Another missing person story, this one from China, interesting but moves a little slow for my taste. 

A decent Mexican drama on Netflix, Sofia Vergara's cousin Paulina Davila is gorgeous. 

A Taiwanese series based on fantasy novels, pretty good visual effects. 

A South Korean romcom with one of those hoary Hallmark Channel premises where a big city working girl ends up in the country and falls for a farmer. 

This South Korean show about a lawyer who can see ghosts, and tries to resolve cases that are tormenting those ghosts, is kind of charming, I could totally see it getting adapted into a network hit in America. 

A more serious Japanese show about a lawyer who lives in a tent on the roof of a building and takes all sorts of cases involving gangs and drunk drivers and stuff, it's really fascinating to me what kind of stuff gets adapted from Manga series. 

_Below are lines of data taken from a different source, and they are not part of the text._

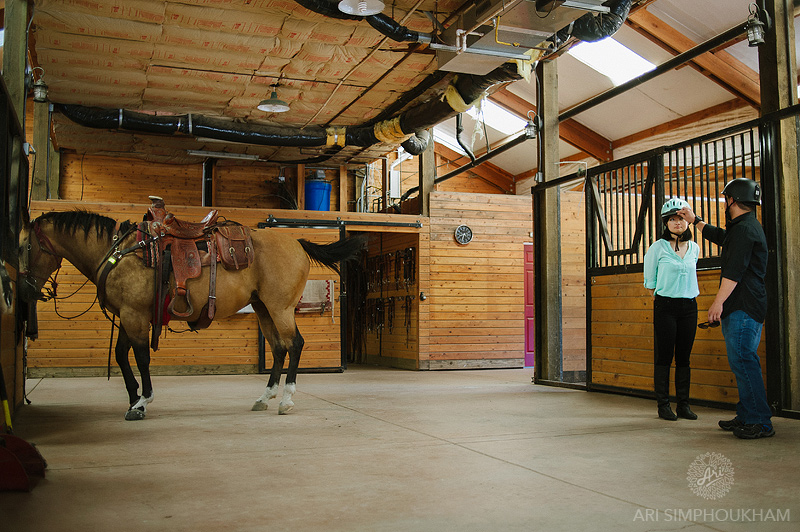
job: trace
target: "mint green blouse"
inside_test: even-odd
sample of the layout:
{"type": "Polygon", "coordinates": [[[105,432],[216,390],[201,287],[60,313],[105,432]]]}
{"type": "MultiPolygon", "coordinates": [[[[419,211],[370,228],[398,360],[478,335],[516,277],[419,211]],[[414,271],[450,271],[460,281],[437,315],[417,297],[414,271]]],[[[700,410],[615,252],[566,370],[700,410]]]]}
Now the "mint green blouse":
{"type": "Polygon", "coordinates": [[[689,241],[683,258],[675,253],[672,244],[659,238],[644,256],[644,286],[655,289],[656,295],[693,299],[700,294],[697,286],[697,259],[700,246],[689,241]]]}

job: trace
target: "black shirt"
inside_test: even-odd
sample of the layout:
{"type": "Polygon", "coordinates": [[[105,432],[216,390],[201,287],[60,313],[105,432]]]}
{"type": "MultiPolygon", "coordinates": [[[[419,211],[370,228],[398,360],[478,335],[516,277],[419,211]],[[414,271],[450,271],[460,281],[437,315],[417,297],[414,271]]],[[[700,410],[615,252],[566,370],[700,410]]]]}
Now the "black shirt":
{"type": "Polygon", "coordinates": [[[726,229],[706,224],[703,237],[722,246],[721,277],[738,284],[722,305],[722,317],[737,310],[764,323],[767,317],[767,239],[754,212],[737,216],[726,229]]]}

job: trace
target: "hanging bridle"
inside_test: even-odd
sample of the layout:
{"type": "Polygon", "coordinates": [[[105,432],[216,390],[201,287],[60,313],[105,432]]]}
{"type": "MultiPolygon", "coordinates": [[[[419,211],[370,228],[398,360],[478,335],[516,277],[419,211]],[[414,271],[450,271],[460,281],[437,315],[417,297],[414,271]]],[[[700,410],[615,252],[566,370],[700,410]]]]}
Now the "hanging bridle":
{"type": "MultiPolygon", "coordinates": [[[[39,251],[47,253],[48,255],[51,255],[51,256],[55,257],[55,259],[56,259],[56,269],[52,274],[50,274],[50,275],[48,275],[46,277],[45,276],[41,276],[41,275],[36,275],[35,273],[33,273],[34,266],[37,264],[37,262],[39,260],[39,257],[42,256],[42,254],[39,253],[39,254],[36,255],[36,257],[34,257],[34,259],[32,261],[31,260],[28,261],[28,268],[25,271],[20,272],[20,274],[25,279],[25,283],[29,287],[33,288],[35,293],[40,294],[40,296],[39,296],[39,300],[40,301],[49,301],[50,299],[54,299],[56,297],[56,290],[58,288],[58,282],[56,282],[56,278],[58,277],[58,272],[61,270],[61,259],[62,259],[62,257],[61,257],[61,255],[56,253],[56,250],[53,247],[53,243],[50,242],[50,239],[47,238],[47,235],[45,235],[42,232],[41,227],[39,227],[39,222],[38,221],[33,223],[32,229],[33,229],[33,234],[36,235],[36,240],[39,243],[39,251]],[[30,281],[31,278],[42,282],[41,290],[39,290],[39,288],[37,288],[35,282],[30,281]],[[50,284],[51,284],[52,288],[47,288],[45,286],[48,281],[50,281],[50,284]],[[46,292],[47,295],[41,294],[41,292],[46,292]]],[[[31,252],[31,245],[30,245],[30,243],[28,243],[28,258],[29,259],[30,259],[30,252],[31,252]]]]}

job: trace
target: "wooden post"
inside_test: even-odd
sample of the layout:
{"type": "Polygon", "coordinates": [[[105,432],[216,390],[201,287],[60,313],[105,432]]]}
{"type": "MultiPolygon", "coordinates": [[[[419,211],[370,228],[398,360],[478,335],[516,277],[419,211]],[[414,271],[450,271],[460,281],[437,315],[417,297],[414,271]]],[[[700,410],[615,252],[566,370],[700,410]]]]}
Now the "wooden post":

This Indian show is a dramatization of the life of a guy who teaches people about physics on YouTube. I guess it's like the Indian equivalent of if there was a Neil deGrasse Tyson biopic or something? Weird. 

This variety show that's been on Japanese TV since 2012 just debuted on Netflix in America, it's fascinating to see what their late night TV is like, this show is very heavy on man-on-the-street interviews about current events. 

I know next to nothing about Tennis so it's interesting to see a Netflix docuseries dig in to the career of one specific superstar, Rafael Nadal. I'm sure there's something you lose in access-driven docs where the celebrity gets to control their own narrative, but I guess Rafa has never opened up this much before so it's still worth seeing. 

In light of all the MJ stan propaganda making the rounds after Michael, it's good to see something like this Netflix docuseries shining a light on exactly what Michael Jackson has been accused of, I don't think anybody needs to draw any conclusions about what did or didn't happen, but we shouldn't sweep it under the rug. 
 
x) "Kylie" 
Kylie Minogue's longevity as a pop star should really be studied, so I'm loving this Netflix docuseries, just learning about how she got into show business, what that show "Neighbours" was actually like, how she transitioned from Stock Aitken and Waterman hits to doing different music, how Michael Hutchence influenced that, etc. 

I didn't think this story of a guy with a suspiciously convenient form of amnesia was going to be interesting, but with every episode of the HBO doc it just got stranger and more fascinating, totally bizarre situation. 

Pretty much what you'd expect from a reality show about rich young adults in the Hidden Hills.